Zu seinen Füßen musst du notwendiger Weise einmal kommen: entweder aus Liebe, wie du gehört hast, oder durch Gewalt: entweder als Jünger oder als Missetäter. Hier gibt es keinen Mittelweg. Und du wolltest dich lieber als Verbrecher dahin schleppen lassen, denn als Jünger selbst dahin eilen? O welch schlimmer Entschluss! Sage vielmehr immer zu Gott, du wollest lieber sterben, als dich je der Gefahr aussetzen, daß du auf so entsetzliche Weise zu ihm geschleppt werdest: „Raffe mit den Sündern nicht zugleich mich hin, und vertilge mich nicht mit denen, welche Böses tun.“ (Ps. 27,3) Raffe mich nicht hin, indem du mich zum Gericht rufst; und vertilge mich nicht, indem du mich endlich bei dem letzten Gericht verdammst.

Erwäge: nachdem du die oben gegebene Erklärung wohl verstanden, dürfte es dir vielleicht scheinen, daß Christus in einem viel richtigeren Sinn Jene zu sich ziehe, welche nach seinem Tod ihm ihre Anhänglichkeit versagen; als die Anderen, welche ihm vollkommen ergeben sind. Denn diese letzteren werden nicht gezogen, sondern sie gehen selbst, wie sich jeder überzeugt, der die Sache genauer betrachtet: gezogen werden nur Jene, welche herzu geschleppt werden müssen, wie dies bei den Bösen am letzten Gerichtstag der Fall ist.

Aber auch hierin täuschst du dich. Denn obgleich in Wahrheit beide gezogen werden, so kann man doch mit mehr Recht sagen, daß Jene, welche aus Liebe gehen, gezogen werden, obschon in ganz edler Weise, – als Diejenigen, welche durch Gewalt getrieben kommen. Und der Grund ist, weil die Guten, welche aus Liebe gehen, dem Antrieb folgen, der unter allen, die das Herz bewegen, der mächtigste ist: sie folgen nämlich ihrem eigenen Willen: „Jeden zieht seine eigene Lust.“ (Virg. Ecl. II. v. 65)
Du musst also bedenken, daß die Menschen nicht wie unvernünftige Tiere gezogen werden, sondern auf eine Art und Weise, die ihrem Wesen angemessen ist, das heißt, so wie es sich für freie Geschöpfe geziemt. Wo daher Gott sagt: „Mit den Banden des Adam werde ich sie ziehen“; findet sich bei Einigen die Lesart: „Mit den Banden der Menschen werde ich sie ziehen“; das heißt, mit jenen Banden, mit welchen ich Abraham, Isaak und Jakob zu mir gezogen habe; immer nämlich „mit den Ketten der Liebe“. (Os. 11,4)

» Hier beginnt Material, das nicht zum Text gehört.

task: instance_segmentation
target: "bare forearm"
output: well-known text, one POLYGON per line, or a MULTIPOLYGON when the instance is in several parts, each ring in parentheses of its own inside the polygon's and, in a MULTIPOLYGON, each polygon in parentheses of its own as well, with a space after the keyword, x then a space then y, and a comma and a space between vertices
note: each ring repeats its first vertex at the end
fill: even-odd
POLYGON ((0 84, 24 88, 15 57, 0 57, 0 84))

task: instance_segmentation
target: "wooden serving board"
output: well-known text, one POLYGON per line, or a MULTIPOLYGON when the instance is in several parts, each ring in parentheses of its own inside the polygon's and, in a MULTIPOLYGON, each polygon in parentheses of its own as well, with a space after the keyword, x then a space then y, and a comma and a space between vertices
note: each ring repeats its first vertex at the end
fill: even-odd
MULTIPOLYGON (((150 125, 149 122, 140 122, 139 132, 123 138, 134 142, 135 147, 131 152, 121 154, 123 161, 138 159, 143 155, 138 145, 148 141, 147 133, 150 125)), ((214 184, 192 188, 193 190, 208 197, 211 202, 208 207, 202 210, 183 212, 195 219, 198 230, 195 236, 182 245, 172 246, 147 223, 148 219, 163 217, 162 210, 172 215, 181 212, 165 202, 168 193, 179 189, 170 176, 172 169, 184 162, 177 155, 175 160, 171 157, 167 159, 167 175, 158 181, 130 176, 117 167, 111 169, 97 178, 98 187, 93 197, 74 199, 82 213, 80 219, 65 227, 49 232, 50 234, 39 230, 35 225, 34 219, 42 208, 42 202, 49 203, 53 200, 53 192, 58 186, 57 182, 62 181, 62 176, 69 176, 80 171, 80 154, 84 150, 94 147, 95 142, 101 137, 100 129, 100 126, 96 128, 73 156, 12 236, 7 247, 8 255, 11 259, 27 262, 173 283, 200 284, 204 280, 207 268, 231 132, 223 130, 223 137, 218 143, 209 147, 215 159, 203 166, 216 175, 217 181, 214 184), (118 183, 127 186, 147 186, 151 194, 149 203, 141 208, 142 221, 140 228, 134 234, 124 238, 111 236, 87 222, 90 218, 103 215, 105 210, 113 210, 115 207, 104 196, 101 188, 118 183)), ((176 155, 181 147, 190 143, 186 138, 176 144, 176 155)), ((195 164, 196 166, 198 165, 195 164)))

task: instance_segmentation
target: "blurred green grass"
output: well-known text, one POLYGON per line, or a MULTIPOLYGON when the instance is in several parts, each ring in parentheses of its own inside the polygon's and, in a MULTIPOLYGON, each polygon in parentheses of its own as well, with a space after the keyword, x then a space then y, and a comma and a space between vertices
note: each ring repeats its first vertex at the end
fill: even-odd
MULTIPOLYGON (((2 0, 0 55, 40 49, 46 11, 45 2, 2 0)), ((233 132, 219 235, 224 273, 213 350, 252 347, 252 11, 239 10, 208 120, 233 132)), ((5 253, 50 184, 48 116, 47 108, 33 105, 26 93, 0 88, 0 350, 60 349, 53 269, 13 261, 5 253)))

Drei Mittel von wirksamer Kraft

Die Mittel nun, durch welche dieses geschieht, sind zweifelsohne verschiedenartig und vielfach; aber sie lassen sich doch am Ende alle auf drei zurückführen: auf die Macht der Überzeugung, auf die Macht der Wohltaten, und auf die Macht der Gefühlsneigung.

Und aller dieser drei Mittel, welche in der Tat eine sehr wirksame Kraft besitzen, bediente sich in wunderbarer Weise Christus der Herr am Kreuz, um eine so große Anzahl von Menschen an sich zu ziehen; während er sie zugleich mit dem inneren Einfluß jener Gnade erwärmte, welche er allein zu geben vermag.

1. Die Macht der Überzeugung

Die erste Art, die Menschen zu ziehen ist die Macht der Überzeugung, und diese ist eine doppelte: die eine beruht auf dem Wort, die andere aber auf den Werken. Wer mit dem lebendigen Wort zu überzeugen versteht, der zieht sogleich mit einer gewissen sanften Gewalt Tausende von Menschen zu sich. Noch mehr aber bringt dies zu Stande, wer auch mit den Werken zu überzeugen weiß, die gleichsam eine für Alle leicht verständliche Sprache bilden: „Rede mit allem Gebieten“ (Tit. 2,1)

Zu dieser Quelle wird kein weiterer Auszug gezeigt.